In what is likely to become his last major interview before stepping down from this post as Secretary of the United States Treasury, Timothy F. Geithner told the Wall Street Journal (WSJ) that a full recovery of the housing market was impossible during his tenure. Geithner's term as Treasury Secretary has captured recent headlines as he is packing up his desk and getting ready to return to the private sector. During his interview with the WSJ, Geithner mentioned that even with greater funding and more leeway to intervene, there was not much else that could have been done to help the ailing housing market. He mentioned, however, that housing has now gone through the major adjustment period. He also used a basketball analogy to indicate that the U.S. economy has just started the fourth quarter in terms of recovery. Housing Programs and Housing Problems
Under Geithner's term, various White House initiatives to improve the opportunities of homeowners to stay in their homes and avoid did not perform as expected. In fact, the housing crisis was a low point of the recovery until 2012. Geithner's critics point out that reductions of principal mortgage balances should have been offered from the start, but it is important to remember that the acting Director of the Federal Housing Financial Authority (FHFA), Edward DeMarco, stood in the way of making write downs a reality for Fannie Mae and Freddie Mac mortgages. A precipitous replacement of DeMarco would have set off a political firestorm, and Geithner was not known to be overly political during his term.
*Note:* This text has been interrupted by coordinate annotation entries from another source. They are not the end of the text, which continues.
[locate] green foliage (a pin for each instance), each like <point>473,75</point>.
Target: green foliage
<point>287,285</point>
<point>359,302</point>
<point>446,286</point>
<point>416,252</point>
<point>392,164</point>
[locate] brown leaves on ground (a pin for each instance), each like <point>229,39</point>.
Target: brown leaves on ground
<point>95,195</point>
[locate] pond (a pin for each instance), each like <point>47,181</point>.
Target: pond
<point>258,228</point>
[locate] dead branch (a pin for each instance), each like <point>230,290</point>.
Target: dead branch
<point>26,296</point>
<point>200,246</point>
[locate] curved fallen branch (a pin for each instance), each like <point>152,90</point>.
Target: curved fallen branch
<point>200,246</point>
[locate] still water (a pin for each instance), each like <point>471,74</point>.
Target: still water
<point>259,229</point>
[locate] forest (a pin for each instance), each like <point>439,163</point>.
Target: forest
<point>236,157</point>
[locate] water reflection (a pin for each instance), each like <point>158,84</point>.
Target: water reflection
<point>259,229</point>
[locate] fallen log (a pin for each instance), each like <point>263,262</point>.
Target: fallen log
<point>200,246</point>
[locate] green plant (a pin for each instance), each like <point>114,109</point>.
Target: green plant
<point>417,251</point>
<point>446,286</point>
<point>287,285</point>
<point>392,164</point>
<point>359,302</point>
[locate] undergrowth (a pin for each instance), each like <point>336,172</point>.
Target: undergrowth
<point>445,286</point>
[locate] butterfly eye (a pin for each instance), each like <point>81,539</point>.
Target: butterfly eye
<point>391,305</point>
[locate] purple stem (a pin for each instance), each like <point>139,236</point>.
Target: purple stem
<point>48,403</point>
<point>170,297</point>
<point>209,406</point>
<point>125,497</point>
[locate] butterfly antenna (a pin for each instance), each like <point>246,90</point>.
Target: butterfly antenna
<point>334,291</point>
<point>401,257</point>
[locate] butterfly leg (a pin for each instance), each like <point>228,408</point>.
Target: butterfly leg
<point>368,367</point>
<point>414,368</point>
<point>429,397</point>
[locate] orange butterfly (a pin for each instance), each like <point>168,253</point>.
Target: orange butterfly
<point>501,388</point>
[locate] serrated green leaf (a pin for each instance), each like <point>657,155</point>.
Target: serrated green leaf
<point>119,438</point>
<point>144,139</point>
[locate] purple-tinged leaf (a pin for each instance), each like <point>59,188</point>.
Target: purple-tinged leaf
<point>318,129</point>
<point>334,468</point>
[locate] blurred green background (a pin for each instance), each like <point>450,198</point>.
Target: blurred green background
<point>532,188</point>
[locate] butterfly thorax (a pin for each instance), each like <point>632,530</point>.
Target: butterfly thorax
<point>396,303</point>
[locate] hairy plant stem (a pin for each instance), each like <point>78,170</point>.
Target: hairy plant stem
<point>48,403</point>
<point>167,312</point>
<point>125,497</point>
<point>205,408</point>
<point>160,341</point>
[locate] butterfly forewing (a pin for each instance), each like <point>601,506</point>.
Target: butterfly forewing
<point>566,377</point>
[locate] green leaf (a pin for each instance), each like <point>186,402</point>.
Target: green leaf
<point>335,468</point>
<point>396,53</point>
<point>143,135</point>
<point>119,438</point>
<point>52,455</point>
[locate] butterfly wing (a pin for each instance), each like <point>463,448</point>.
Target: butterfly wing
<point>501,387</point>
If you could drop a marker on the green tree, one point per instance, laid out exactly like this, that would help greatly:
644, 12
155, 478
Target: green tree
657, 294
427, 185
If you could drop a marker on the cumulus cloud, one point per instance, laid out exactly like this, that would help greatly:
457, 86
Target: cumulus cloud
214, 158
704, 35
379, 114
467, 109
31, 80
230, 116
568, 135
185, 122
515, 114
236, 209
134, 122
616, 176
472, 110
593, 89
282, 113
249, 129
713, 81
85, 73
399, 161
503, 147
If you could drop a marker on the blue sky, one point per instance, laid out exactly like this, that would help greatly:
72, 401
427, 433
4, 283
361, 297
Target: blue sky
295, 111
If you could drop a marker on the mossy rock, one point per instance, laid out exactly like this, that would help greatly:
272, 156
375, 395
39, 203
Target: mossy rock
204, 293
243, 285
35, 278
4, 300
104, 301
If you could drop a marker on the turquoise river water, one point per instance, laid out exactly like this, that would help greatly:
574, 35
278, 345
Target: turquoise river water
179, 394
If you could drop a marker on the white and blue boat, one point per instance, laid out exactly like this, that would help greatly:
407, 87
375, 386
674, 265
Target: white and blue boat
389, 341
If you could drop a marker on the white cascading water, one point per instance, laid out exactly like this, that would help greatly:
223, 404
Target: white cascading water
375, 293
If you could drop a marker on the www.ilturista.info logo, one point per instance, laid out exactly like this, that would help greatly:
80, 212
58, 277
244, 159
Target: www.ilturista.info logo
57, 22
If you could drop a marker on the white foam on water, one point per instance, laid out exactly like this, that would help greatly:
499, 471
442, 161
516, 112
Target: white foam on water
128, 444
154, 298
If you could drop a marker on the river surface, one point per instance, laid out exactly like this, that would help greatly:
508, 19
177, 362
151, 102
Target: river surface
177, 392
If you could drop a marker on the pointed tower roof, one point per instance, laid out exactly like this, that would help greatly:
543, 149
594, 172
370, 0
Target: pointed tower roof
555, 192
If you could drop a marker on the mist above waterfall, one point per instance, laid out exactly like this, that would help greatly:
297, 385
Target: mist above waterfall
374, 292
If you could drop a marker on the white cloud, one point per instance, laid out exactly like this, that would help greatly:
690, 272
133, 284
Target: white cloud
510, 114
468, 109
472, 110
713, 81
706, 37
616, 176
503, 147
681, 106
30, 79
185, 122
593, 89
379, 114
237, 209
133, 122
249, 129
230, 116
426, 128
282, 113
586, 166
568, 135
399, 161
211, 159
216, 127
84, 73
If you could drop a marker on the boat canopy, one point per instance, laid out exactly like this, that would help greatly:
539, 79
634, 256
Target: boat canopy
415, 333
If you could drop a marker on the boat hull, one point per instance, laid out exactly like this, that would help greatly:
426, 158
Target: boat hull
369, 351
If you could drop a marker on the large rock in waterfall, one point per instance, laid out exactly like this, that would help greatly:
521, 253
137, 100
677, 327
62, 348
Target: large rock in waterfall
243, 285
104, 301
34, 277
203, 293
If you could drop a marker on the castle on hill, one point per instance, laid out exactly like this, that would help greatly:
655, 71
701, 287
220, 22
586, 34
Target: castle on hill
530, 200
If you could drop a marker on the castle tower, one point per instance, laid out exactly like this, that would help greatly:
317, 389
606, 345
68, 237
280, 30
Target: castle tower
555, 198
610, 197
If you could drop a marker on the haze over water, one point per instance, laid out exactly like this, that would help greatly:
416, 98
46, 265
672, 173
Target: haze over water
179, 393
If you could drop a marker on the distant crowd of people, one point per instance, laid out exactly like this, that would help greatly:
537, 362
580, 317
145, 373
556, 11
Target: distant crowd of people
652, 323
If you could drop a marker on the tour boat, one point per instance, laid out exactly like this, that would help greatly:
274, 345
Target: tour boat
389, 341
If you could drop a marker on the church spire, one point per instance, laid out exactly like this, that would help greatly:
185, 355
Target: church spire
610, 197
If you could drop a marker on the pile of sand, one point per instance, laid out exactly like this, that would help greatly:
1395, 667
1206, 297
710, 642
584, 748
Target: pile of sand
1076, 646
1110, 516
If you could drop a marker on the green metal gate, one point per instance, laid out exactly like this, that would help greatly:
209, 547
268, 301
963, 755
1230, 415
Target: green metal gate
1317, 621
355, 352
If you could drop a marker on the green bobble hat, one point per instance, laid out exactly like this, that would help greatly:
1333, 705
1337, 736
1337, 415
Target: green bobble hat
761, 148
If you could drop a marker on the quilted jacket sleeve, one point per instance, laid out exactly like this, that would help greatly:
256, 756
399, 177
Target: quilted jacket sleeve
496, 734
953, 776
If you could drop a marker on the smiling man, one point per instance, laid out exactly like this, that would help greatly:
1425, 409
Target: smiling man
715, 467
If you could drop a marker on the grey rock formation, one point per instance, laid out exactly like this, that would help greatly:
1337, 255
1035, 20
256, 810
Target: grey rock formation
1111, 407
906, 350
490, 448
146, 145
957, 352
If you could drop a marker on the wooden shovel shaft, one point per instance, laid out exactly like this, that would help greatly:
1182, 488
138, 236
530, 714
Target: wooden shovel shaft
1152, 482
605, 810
In his WSJ interview, Geithner explained that the amount needed for a comprehensive write down was not there anyway; it would have required more than $500 billion. Still, all the funds actually available to help about four million homeowners have not yet been utilized. Not Enough Authority
Even with the Troubled Asset Relief Program (TARP) in place, Geithner explained that the U.S. government did not have full authority to command banks to execute massive write downs. Geithner was very supportive of just about every White House initiative to shore up the housing economy, but there was only so much that could be done. As Geithner steps down, an inquiry into his role as President of the New York Federal Reserve Bank of New York back in 2007 is being scrutinized. Long before TARP had to be hastily implemented, the Federal Reserve could have immediately intervened and drastically reduced interest rates before the collapse of subprime mortgage-backed securities brought down Wall Street. Recently released transcripts from 2007 seem to show that Geithner was supportive of rate intervention, but the Fed did not pull the trigger until later.